This election is about Jobs. Does anyone care about the 25 year-old?
In less than 100 days, we will have a new government at the centre. If you follow media in print, on TV or on the internet you are likely to be very confused. There is so much noise that it is very tough to identify what the real issues of this election are.
India is so complex that no one party will ever be in a position to have a pan-India appeal. Also, our first-past-the-post system of elections is another reason which leads to formation of small parties who can gain a lot by catering to a very selected niche – classified on basis of caste, socio-economic class, language, region or rarely on an ideology. In such a scenario it becomes very difficult to fight an election on a single issue. It is also extremely tough to predict the winner. I’m neither a political expert nor do I claim to know the mood of the nation.
However, there is an issue that affects people across castes, communities, religions, regions, socio-economic classes and ideologies.

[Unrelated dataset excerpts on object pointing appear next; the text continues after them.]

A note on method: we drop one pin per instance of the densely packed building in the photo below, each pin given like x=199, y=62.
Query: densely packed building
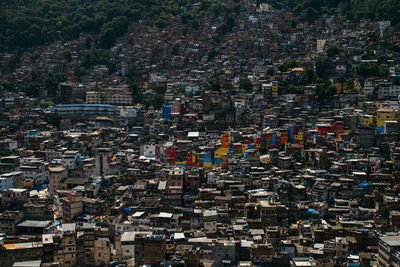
x=215, y=176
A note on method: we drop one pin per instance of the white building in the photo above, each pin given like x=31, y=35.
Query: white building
x=6, y=182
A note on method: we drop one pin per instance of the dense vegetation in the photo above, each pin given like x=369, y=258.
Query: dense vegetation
x=348, y=9
x=27, y=23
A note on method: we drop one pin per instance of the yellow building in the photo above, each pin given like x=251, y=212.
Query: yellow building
x=385, y=114
x=366, y=120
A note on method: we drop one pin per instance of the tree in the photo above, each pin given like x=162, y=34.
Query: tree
x=9, y=86
x=245, y=84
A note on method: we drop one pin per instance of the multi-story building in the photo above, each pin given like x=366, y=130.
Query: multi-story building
x=57, y=176
x=388, y=250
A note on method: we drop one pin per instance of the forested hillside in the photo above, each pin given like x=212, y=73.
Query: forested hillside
x=28, y=23
x=348, y=9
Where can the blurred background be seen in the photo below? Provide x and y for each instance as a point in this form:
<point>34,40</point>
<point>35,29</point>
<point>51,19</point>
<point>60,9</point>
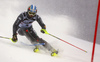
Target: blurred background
<point>80,13</point>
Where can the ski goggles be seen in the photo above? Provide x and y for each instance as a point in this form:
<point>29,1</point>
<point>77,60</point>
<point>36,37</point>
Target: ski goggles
<point>31,13</point>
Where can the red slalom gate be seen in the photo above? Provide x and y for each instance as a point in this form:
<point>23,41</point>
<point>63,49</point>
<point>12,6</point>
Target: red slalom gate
<point>95,33</point>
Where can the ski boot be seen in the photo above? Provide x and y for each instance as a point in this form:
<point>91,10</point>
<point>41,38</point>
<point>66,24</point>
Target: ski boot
<point>54,53</point>
<point>36,49</point>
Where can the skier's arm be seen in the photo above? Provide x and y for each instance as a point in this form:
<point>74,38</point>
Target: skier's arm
<point>39,20</point>
<point>16,23</point>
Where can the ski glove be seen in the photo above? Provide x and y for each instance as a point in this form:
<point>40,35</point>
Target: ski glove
<point>14,38</point>
<point>44,31</point>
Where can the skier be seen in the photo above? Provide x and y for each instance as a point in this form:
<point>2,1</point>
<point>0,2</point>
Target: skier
<point>23,25</point>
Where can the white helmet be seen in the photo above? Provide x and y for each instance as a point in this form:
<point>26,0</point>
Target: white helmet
<point>32,10</point>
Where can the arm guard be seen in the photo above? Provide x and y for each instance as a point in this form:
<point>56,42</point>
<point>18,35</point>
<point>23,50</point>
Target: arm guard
<point>39,20</point>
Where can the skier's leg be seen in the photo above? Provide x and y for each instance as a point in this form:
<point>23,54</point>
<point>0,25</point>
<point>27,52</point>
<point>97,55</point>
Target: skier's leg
<point>20,31</point>
<point>47,45</point>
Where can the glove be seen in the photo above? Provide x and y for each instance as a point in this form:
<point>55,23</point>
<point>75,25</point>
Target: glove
<point>14,38</point>
<point>44,31</point>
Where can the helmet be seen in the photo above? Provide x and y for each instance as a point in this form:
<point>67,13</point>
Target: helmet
<point>32,10</point>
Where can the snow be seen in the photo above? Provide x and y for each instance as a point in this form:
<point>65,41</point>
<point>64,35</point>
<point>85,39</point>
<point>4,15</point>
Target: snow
<point>59,26</point>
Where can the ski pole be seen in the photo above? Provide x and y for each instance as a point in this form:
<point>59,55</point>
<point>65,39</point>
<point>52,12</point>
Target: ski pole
<point>22,42</point>
<point>5,37</point>
<point>67,42</point>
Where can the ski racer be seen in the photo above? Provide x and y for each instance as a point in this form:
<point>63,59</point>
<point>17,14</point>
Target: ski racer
<point>23,26</point>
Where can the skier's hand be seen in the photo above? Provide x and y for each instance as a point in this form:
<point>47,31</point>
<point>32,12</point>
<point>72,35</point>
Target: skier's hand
<point>44,31</point>
<point>14,38</point>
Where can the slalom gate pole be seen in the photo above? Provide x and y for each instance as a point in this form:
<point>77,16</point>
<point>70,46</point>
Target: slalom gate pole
<point>67,43</point>
<point>5,37</point>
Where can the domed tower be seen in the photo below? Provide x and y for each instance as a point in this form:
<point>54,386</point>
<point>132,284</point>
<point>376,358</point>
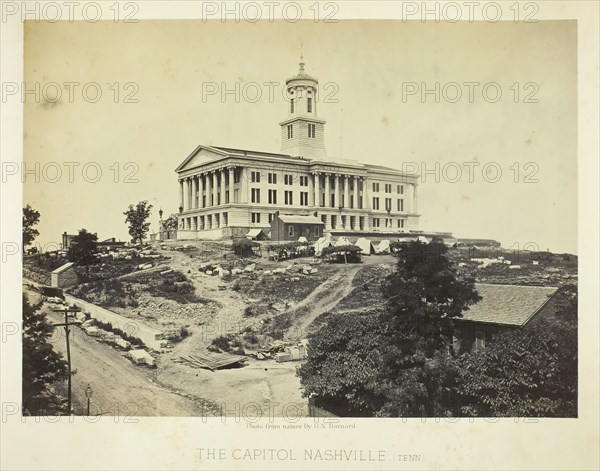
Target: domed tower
<point>302,132</point>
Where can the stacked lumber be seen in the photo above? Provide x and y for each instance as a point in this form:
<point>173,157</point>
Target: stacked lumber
<point>212,361</point>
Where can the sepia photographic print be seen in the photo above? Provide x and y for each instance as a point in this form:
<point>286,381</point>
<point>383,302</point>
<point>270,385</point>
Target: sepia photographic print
<point>298,235</point>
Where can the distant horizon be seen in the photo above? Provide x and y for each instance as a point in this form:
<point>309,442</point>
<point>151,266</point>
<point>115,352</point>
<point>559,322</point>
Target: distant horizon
<point>526,195</point>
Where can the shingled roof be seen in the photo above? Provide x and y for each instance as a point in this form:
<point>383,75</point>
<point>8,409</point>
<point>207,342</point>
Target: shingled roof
<point>508,304</point>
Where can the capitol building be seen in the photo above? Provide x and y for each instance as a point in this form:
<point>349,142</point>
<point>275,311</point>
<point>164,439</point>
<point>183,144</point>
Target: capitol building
<point>225,193</point>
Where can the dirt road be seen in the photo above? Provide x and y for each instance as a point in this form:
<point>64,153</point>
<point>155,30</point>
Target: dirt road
<point>321,300</point>
<point>119,387</point>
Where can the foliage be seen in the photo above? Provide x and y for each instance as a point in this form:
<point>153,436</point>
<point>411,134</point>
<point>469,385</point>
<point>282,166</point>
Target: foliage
<point>530,372</point>
<point>42,366</point>
<point>30,218</point>
<point>394,363</point>
<point>244,247</point>
<point>136,217</point>
<point>83,249</point>
<point>344,358</point>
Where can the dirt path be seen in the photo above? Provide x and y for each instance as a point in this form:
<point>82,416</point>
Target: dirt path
<point>321,300</point>
<point>119,387</point>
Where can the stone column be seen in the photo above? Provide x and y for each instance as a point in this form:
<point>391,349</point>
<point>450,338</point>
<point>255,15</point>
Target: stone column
<point>415,200</point>
<point>189,195</point>
<point>231,179</point>
<point>215,187</point>
<point>200,190</point>
<point>347,191</point>
<point>222,186</point>
<point>244,185</point>
<point>366,204</point>
<point>208,177</point>
<point>181,193</point>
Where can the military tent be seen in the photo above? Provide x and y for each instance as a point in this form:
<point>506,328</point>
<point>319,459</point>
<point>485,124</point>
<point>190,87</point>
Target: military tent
<point>321,244</point>
<point>383,247</point>
<point>342,241</point>
<point>366,246</point>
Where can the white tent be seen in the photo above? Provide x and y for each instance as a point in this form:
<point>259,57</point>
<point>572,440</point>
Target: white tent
<point>383,247</point>
<point>321,244</point>
<point>366,246</point>
<point>342,241</point>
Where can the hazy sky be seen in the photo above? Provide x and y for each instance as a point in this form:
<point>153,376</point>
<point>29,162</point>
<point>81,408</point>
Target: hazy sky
<point>367,66</point>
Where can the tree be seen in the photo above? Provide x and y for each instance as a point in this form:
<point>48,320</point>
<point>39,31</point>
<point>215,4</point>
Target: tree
<point>525,373</point>
<point>84,248</point>
<point>136,217</point>
<point>30,218</point>
<point>397,362</point>
<point>42,366</point>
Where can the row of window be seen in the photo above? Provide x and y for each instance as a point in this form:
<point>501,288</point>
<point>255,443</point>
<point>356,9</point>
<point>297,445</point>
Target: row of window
<point>312,130</point>
<point>272,197</point>
<point>308,105</point>
<point>388,188</point>
<point>388,204</point>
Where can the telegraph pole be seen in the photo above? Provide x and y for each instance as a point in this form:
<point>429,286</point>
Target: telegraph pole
<point>66,326</point>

In my opinion, the party with a handle on this issue will make it.
My theory is that the party that appears most likely to create ‘productive’ jobs will form the government. Or to put it differently, the party that is able to communicate that they will be able to create such jobs most effectively.
The Jobs Problem in India
One thing that is common across India is a huge mass of unemployed and underemployed youth. There are two main problems as I see it : 1) Lack of enough jobs 2) Lack of skilled workers in sectors that can employ a lot of people.
Let’s look at the second problem first. There is lack of skilled labour both in rural and urban areas. It is a problem which has been well-identified and the policy makers in Delhi are not unaware. Our 12th 5-year plan talks about it in detail and also proposes solutions. To get some perspective read this blog on the World Bank website. Given that our country is full of intellectuals, problem identification has never really been our problem. We are not too bad at recommending solutions either. We just fail at the minor requirement of ‘implementing and executing’ effectively.
I highly recommend this paper published at the University of Oxford -‘This paper argues that India lacks sufficient skilled workers as its existing vocational training system does not target the casual or informal workforce, which constitutes over 90 per cent of India’s working population. This paper examines the vocational training offered for specific skills in construction and highlights the lack of inclusiveness and poor coordination in the complex federal government structure.’ It also states – ‘The large size of the population alone cannot be India’s problem since China, with a similar scale of population and training structure, has better labour productivity (indicating higher skills).’ It is a very insightful paper and if you have time you must read it in detail.
Let’s look at the other problem – Creating jobs. This is a global problem. 5 Million unemployed people were added globally in 2013 alone. These numbers are said to be conservative. Another Oxford professor writes on the Global Demographic Crisis here.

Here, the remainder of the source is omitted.